Then make sure a hidden staff post links to the files. (There is a private staff category in every install.) And you should be fine.
I have just one new question in mind that is troubling me.
How does Discourse handles illegal hosting done by users using the PM system? What if a user uploads large files via PM and then links to it from an external source. Will cleanup task delete them or not?
Good question! Illegal activity in Messages is another reason admins need visibility into them, cc: @downey.
There is not a way at the moment to browse the largest file uploads but that would be a good thing to have eventually.
I am glad you agreed here. I will be more than pleased to have this option added in future updates
“Illegal” is going to depend on the jurisdiction. For example, in the United States, the Online Copyright Infringement Liability Limitation Act provides safe harbor for service providers (such as someone running a Discourse site) against actions of their users. As long as the service provider responds to notice of infringing activity, and can produce good records of what that user did or did not do (emphasis hint for @codinghorror), and how they responded to that user and that user’s infringing content, then they are generally not liable for those actions.
In other words, it may not (or may, depending on where you are) be the job of the service provider to police and snoop on its users’ activities.
Sure, Nginx or Apache server logs would exist in all cases for all websites. So you are covered. This is real basic web stuff.
Whether the uploads are illegal or not, the site owner might not appreciate a user who signs up, achieves trust level 1 (necessary to message at all) and then posts 1 GB of files per day in PMs.
Still no such feature? How can I remove uploaded image?
Uploaded files that aren’t used anywhere are automatically removed.
Are you talking about an image that is used somewhere?

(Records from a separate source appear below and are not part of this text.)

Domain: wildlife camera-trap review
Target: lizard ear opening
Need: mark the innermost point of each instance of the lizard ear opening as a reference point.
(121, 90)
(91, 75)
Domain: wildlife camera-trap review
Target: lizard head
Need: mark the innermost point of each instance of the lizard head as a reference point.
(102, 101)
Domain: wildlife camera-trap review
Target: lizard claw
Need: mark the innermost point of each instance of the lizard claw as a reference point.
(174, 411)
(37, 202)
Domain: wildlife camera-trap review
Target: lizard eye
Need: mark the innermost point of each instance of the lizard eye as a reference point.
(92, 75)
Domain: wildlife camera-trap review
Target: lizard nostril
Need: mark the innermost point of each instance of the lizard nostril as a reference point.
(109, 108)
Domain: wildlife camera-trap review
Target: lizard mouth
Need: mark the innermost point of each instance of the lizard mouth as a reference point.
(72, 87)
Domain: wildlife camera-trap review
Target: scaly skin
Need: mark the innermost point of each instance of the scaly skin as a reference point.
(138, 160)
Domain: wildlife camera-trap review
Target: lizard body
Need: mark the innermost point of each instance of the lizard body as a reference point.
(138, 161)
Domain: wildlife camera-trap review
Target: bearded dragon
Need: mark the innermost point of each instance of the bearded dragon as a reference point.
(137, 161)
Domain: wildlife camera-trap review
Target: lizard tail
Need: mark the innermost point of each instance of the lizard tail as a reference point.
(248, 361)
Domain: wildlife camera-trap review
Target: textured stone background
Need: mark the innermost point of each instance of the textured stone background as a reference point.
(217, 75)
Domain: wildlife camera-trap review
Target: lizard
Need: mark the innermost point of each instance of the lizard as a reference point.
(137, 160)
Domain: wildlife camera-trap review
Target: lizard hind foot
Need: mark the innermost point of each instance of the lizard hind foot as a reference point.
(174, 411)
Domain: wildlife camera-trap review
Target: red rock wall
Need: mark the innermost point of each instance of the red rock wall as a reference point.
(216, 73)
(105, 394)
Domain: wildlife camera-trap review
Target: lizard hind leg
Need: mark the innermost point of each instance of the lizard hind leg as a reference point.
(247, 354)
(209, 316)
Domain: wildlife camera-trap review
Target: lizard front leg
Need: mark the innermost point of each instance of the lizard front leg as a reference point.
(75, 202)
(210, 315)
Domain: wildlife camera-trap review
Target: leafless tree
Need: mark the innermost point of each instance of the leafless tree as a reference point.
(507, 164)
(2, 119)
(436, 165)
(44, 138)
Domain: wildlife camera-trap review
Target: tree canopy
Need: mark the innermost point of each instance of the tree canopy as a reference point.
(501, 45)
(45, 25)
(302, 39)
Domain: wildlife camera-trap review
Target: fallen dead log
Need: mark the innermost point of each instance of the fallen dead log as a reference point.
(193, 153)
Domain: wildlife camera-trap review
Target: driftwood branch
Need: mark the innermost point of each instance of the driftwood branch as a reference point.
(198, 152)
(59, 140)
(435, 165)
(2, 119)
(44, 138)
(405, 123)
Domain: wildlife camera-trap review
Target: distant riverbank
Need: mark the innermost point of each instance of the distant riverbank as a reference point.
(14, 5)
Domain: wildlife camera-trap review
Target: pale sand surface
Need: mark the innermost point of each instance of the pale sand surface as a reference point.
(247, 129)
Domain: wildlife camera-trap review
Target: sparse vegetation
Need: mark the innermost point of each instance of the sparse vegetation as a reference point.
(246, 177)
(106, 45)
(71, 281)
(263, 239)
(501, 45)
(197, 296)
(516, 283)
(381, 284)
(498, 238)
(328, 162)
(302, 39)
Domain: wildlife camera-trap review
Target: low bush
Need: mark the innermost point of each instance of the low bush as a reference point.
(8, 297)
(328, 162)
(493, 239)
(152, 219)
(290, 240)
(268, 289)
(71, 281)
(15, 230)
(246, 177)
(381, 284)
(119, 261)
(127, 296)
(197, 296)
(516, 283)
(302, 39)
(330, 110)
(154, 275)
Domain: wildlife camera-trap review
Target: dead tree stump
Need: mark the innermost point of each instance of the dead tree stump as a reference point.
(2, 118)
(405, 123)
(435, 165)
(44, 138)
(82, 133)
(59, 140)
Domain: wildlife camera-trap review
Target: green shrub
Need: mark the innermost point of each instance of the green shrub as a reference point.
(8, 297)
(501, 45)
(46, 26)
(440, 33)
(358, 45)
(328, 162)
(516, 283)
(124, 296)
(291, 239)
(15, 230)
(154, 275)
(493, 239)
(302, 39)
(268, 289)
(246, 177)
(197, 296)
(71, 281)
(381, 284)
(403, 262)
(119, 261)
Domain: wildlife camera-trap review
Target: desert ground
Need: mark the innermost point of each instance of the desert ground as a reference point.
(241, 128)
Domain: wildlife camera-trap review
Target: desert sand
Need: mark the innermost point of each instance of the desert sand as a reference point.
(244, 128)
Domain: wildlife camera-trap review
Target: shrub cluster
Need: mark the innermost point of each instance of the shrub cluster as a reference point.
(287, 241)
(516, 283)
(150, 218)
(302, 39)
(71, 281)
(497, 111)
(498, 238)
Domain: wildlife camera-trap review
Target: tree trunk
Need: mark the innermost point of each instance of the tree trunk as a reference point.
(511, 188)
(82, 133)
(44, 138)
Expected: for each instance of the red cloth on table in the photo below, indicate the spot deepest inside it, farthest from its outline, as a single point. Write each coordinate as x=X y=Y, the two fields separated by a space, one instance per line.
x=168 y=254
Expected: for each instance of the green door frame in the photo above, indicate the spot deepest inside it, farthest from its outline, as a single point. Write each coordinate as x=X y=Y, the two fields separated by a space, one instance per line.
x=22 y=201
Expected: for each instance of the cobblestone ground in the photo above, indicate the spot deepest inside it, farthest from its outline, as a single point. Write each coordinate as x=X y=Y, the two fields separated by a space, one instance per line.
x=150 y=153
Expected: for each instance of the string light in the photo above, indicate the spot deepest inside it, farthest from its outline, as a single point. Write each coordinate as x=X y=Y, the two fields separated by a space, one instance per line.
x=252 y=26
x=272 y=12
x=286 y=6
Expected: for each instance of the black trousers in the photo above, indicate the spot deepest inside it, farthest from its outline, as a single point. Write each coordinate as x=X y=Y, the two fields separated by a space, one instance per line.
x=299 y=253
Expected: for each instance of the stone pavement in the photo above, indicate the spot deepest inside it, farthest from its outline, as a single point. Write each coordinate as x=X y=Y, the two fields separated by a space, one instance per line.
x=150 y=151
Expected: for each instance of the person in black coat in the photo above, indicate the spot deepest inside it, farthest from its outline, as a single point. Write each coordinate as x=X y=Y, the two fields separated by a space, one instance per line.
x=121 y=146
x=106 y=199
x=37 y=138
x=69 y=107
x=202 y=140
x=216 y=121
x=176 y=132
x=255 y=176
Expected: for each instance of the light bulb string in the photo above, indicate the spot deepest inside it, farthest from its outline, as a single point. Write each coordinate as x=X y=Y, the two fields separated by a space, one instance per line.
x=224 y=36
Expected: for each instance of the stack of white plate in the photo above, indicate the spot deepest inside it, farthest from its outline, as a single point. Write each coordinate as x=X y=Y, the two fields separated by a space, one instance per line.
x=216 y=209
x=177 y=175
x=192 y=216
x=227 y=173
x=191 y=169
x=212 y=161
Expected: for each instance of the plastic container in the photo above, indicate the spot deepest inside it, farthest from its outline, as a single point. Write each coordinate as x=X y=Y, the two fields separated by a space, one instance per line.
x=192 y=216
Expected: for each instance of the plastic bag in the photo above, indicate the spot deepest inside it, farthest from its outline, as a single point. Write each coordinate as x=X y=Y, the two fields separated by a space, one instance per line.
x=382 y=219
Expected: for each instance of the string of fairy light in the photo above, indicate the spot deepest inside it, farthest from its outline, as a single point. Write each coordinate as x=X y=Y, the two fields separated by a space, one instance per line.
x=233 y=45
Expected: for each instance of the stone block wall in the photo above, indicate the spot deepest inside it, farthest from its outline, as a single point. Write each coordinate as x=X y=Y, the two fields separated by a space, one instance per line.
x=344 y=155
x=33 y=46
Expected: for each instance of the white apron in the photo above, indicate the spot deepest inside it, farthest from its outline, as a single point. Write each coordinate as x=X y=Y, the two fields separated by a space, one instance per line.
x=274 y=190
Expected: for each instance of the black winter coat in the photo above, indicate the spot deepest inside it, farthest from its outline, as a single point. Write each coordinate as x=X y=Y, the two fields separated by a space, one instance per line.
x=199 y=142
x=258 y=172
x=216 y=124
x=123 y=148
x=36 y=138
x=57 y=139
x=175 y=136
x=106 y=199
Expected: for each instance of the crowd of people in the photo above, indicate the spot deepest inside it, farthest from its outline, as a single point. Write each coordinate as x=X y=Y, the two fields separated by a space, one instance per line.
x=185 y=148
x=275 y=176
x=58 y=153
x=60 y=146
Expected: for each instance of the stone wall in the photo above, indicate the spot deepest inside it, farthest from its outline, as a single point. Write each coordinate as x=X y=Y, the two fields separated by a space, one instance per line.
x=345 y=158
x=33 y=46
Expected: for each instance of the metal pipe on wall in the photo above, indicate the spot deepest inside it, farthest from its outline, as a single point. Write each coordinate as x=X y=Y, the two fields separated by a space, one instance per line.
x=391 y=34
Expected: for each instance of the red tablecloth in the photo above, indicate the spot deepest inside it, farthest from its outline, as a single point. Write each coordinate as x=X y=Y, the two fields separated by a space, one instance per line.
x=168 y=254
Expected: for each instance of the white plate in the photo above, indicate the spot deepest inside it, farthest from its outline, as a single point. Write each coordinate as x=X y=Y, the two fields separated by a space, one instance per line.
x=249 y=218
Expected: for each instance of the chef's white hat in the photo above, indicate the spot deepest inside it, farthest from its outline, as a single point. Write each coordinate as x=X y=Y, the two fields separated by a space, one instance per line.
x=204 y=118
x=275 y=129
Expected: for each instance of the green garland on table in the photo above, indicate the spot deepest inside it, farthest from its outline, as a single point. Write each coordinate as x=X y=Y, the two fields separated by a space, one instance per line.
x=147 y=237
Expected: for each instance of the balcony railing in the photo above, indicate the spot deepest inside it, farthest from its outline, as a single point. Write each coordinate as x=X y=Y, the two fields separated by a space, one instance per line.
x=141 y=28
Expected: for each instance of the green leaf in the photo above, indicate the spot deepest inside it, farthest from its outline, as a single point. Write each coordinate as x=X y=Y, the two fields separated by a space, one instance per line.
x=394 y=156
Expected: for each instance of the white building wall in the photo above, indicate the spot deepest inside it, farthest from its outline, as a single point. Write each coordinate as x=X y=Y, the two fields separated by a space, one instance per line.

This are a good news, thank you. Can I delete 'em manually?
For the avoidance of doubt, when a post is edited and the only instance anywhere of an image/dropbox linked image is removed, is that image classed as not being used anywhere? Currently it is viewable when reviewing the edit history, something I wasn’t expecting.
Those are two different things.
An image has been uploaded and has a
Upload record in the database.
A “dropbox linked image” is a link to an image that is “served” to the clients (browsers) by dropbox.
The automated cleanup is only about uploaded images. Not linked ones.
So an image with an
upload record that was never actually posted or was edited out of a comment would be deleted automatically. That correct?
The png above is coming from a dropbox link. My previous experience with a .gif was that upon deleting the underlying link the image persisted in the comment. If I edited the post and removed the link the image persisted in the original iteration of the post. This post will be edited so I hope it demonstrates what I mean!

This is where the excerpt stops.